Because I have recommended dismissal of the instant matter, it cannot be said that Plaintiff Parton's claims are likely to be of substance; therefore, the motion (Dkt. No. 3) must be denied.
ACCORDINGLY, it is
ORDERED that Plaintiff Parton's amended application to proceed IFP (Dkt. No. 5) is GRANTED only for purposes of filing and any appeal unless the trial court certifies in writing that the appeal is not taken in good faith. See 28 U.S.C. § 1915(a)(3); and it is further
ORDERED that the Clerk of the Court (1) provide the Superintendent of the facility that Plaintiff Parton has designated as his current location with a copy of Plaintiff Parton's inmate authorization form (Dkt. No. 7) and notify that official that Plaintiff Parton has filed this action and is required to pay the Northern District of New York the entire statutory filing fee of $350.00 in installments, over time, pursuant to 28 U.S.C. § 1915; and (2) provide a copy of Plaintiff Parton's inmate authorization form (Dkt. No. 7) to the Financial Deputy of the Clerk's office;
ORDERED that Plaintiff Parton's motion for appointment of counsel (Dkt. No. 3) is DENIED without prejudice; and it is further respectfully
RECOMMENDED that the Complaint (Dkt. No. 1) be DISMISSED WITHOUT PREJUDICE BUT WITHOUT LEAVE TO AMEND because it seeks monetary relief from Defendants who are immune from such relief and for failure to state a claim upon which relief may be granted pursuant to 28 U.S.C. §§ 1915, 1915A; and it is further
ORDERED that the Clerk of the Court shall serve a copy of this Order and ReportRecommendation on the parties, along with copies of the unpublished decisions cited herein in accordance with the Second Circuit's decision in Lebron v. Sanders, 557 F.3d 76 (2d Cir. 2009) (per curiam).

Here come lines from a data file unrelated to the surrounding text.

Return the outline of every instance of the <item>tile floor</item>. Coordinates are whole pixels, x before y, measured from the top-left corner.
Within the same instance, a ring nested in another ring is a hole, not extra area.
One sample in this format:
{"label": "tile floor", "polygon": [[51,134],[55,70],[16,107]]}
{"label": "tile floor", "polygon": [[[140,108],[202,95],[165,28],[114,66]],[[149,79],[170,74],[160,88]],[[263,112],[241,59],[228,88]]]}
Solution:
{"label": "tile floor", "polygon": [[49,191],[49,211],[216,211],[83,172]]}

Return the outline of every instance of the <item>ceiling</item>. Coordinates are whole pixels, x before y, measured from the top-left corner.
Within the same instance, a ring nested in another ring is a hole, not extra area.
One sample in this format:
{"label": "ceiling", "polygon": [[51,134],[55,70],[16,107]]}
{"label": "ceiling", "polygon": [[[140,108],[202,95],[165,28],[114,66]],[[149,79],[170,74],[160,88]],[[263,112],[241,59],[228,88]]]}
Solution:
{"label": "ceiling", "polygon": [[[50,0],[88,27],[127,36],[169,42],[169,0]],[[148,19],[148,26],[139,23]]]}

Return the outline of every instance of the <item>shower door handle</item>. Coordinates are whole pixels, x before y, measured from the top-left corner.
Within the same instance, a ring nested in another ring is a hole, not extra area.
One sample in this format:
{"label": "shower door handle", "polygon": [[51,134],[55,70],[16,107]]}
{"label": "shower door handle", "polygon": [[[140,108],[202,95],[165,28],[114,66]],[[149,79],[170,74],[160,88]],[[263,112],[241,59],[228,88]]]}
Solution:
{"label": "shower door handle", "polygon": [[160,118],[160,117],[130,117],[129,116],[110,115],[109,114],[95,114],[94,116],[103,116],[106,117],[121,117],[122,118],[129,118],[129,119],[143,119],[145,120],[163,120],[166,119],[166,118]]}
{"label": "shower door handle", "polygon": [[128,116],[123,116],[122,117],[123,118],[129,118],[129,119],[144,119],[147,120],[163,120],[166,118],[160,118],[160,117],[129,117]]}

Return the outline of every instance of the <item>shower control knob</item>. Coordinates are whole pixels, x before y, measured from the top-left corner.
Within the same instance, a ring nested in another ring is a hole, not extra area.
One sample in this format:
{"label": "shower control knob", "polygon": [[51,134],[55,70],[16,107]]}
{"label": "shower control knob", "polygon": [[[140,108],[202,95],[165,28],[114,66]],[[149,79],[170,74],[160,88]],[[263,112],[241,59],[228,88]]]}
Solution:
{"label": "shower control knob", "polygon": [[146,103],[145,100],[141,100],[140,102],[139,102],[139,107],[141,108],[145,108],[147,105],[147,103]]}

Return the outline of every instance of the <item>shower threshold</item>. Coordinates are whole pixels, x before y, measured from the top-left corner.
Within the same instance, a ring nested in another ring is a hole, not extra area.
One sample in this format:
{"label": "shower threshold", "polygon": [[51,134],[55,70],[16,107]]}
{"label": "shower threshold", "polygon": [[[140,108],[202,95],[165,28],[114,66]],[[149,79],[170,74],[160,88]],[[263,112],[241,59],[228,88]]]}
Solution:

NOTICE: Pursuant to 28 U.S.C. § 636(b)(1), the parties have fourteen days within which to file written objections to the foregoing report. Such objections shall be filed with the Clerk of the Court. FAILURE TO OBJECT TO THIS REPORT WITHIN FOURTEEN DAYS WILL PRECLUDE APPELLATE REVIEW . 28 U.S.C. § 636(b)(1) (Supp. 2013); FED. R. CIV. P. 6(a), 6(d), 72; Roldan v. Racette, 984 F.2d 85 (2d Cir. 1993) (citing Small v. Sec'y of Health and Human Servs., 892 F.2d 15 (2d Cir. 1989)).